5.6. Transversus abdominis release (TAR)

Although tension‐free repairs using mesh have been successful, the patient’s posterior rectus provides a natural and less costly abdominal wall barrier. In this technique, after reduction of the hernia, the peritoneum and posterior rectus sheath are dissected from the rectus muscle. The dissection is then extended laterally and the transversus abdominis muscle aponeurosis is incised, producing component separation which allows for primary repair of the hernia defect. The primary repair can be completed using locking sutures, such as the STRATAFIX, which has been approved by the FDA for fascial closure [25].

5.7. Robotic retromuscular ventral hernia repair (RRVHR)
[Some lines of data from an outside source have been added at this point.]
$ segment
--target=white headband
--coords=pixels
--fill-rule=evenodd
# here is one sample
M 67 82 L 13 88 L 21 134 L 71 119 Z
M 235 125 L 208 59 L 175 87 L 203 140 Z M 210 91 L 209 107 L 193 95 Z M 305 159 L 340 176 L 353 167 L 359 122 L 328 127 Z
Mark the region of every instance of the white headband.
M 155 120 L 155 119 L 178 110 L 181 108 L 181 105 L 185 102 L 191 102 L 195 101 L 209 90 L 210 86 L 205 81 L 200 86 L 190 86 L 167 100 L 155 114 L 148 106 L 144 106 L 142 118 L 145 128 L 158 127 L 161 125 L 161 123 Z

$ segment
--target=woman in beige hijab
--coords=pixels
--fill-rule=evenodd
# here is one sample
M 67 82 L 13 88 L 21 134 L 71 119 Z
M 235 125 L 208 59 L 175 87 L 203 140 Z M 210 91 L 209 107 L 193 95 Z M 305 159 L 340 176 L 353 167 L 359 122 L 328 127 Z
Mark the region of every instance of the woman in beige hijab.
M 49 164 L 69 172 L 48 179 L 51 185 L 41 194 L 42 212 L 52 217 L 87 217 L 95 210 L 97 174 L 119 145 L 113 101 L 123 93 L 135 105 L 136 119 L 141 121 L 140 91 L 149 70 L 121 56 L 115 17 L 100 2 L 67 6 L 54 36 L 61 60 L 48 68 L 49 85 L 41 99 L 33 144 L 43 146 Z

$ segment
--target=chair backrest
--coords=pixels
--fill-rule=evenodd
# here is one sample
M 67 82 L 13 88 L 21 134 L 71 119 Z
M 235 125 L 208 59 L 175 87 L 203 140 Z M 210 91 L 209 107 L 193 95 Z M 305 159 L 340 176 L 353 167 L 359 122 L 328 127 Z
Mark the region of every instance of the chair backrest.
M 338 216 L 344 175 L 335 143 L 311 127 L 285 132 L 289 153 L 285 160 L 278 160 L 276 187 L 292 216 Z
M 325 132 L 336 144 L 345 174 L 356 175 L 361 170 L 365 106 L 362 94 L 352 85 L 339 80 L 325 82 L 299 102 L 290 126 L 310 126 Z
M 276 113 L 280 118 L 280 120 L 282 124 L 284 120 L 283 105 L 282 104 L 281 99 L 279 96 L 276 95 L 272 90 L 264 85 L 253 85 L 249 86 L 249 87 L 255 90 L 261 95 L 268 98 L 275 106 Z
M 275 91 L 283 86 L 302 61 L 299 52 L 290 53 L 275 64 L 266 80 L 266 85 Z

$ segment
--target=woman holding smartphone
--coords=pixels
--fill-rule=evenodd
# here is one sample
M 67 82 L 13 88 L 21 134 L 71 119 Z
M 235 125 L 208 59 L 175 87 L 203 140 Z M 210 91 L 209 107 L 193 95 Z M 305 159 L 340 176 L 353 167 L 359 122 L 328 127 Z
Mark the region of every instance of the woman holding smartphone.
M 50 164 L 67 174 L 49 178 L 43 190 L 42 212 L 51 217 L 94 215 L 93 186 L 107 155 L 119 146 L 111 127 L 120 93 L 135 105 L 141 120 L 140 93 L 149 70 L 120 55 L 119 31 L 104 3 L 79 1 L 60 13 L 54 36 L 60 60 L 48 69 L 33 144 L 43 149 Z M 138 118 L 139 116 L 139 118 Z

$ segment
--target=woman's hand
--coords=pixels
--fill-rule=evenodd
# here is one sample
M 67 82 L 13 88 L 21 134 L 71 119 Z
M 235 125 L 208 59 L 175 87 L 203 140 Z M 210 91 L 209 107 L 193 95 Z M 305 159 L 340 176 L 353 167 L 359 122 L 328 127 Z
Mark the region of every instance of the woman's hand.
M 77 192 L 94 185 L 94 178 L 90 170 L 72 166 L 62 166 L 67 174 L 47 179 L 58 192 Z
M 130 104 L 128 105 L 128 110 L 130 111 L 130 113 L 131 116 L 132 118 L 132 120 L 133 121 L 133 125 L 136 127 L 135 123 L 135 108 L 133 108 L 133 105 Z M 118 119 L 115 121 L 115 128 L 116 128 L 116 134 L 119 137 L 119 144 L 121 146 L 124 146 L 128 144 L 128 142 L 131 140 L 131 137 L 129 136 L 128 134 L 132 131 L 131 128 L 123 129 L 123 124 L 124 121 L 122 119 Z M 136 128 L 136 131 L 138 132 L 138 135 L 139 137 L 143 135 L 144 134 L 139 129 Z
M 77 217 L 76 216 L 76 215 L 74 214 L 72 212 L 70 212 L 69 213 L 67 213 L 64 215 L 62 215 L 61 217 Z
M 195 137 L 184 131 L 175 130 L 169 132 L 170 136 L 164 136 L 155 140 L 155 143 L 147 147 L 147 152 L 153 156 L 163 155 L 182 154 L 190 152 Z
Component separation, a therapy for extensive abdominal wall defects, can also be achieved using minimally invasive techniques. Open component separation is still limited by recurrence and associated wound complications. Carbonell et al. reported release of the posterior rectus sheath in the retromuscular space and referred to it as posterior component separation technique (PCST) [26]. Posterior component separation was also adapted to minimally invasive techniques using the robot. When compared to laparoscopic ventral hernia repair in an analysis of Americas Hernia Society Quality Collaborative database, RRVHR was not significantly different in terms of direct hospital costs, narcotic requirements but was associated with increased incidence of seroma [27].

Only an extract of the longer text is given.